Next, we examined cell spreading. We confirmed that uninjected mesendoderm cells show bipolar spreading (Fig. 3A,B). In contrast, KD-Pak1–expressing cells spread irregularly, with protrusions appearing consecutively and in random directions (Fig. 3A,B), similar to nonpolarized vegetal cells (Luu et al.,2008). Apparently, it is the establishment of a polarized morphology on FN that specifically depends on the kinase activity of Pak1.
CA-Pak1 Expression Interferes With the Maintenance of Polarized Protrusive Activity
In contrast to KD-Pak1–expressing cells, CA-Pak1–injected cells spread in a regular bipolar manner (Fig. 3A,B), but become multipolar during subsequent migration, as they are less prone to retract lamellipodia. Whereas control cells completely absorb a collapsing protrusion when moving away in the opposite direction (Fig. 4A), CA-Pak1–injected cells often remain attached to the former site of a protrusion by cytoplasmic strands, to eventually reestablish a lamellipodium (Fig. 4A). Thus, extra lamellipodia are maintained, and cells appear less polarized. This effect expresses itself also in the lifespan of protrusions. In control cells, approximately half of the lamellipodia are maintained for less than 15 min, but CA-Pak1–injected cells have a more even distribution of protrusion lifespans ranging from minutes to more than an hour (Fig. 4B).

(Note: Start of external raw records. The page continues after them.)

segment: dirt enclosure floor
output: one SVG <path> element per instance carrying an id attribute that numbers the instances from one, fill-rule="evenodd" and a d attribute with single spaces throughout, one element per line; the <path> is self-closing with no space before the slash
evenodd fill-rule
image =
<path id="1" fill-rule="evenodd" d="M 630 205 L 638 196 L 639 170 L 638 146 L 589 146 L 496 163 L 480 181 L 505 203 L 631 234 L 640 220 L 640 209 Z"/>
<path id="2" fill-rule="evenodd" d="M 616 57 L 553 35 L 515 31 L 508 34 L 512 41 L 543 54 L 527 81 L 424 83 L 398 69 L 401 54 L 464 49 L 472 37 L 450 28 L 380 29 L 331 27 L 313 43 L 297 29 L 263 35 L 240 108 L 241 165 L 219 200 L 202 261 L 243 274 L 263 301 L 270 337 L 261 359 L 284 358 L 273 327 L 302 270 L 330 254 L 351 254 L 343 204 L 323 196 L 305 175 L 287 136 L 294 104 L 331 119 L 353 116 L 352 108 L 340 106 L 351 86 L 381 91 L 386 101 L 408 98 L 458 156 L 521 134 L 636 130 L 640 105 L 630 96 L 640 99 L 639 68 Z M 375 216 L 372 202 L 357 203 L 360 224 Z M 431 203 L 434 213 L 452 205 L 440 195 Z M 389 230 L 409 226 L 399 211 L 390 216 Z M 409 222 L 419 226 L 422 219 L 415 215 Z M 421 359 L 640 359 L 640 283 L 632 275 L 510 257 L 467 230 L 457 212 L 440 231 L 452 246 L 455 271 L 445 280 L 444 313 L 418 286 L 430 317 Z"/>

Altogether, polarization is affected differently by KD- and CA-Pak1. With the former, the primary establishment of polarity on FN substratum is compromised, whereas the latter affects the maintenance of polarity during migration. In the following, we will refer to the KD-Pak1–induced effect as the type I polarity phenotype, and correspondingly to the CA-Pak1 effect as type II.
Pak1 Controls the Polarity of Mesendoderm Cells Upstream of Cdc42 and Rac
Cdc42 is a putative regulator of Paks, and we asked whether it initiated the effects on cell shape. In fact, dominant-negative Cdc42 (DN-Cdc42) mimicks Pak1 inhibition, generating a type I phenotype. Injected cells become stellate and extend many small protrusions (Fig. 5A,G). This would indeed be consistent with an activation of Pak1 by Cdc42. Surprisingly however, CA-Pak1, which is constitutively active independently of GTPase interaction, is not able to rescue the effect of Cdc42 inhibition. Cells coinjected with CA-Pak1 and DN-Cdc42 mRNA exhibited the multipolar shape of DN-Cdc42– or KD-Pak1–expressing cells (Fig. 5B,G), as if Cdc42 inhibition would override the consequences of Pak1 activation.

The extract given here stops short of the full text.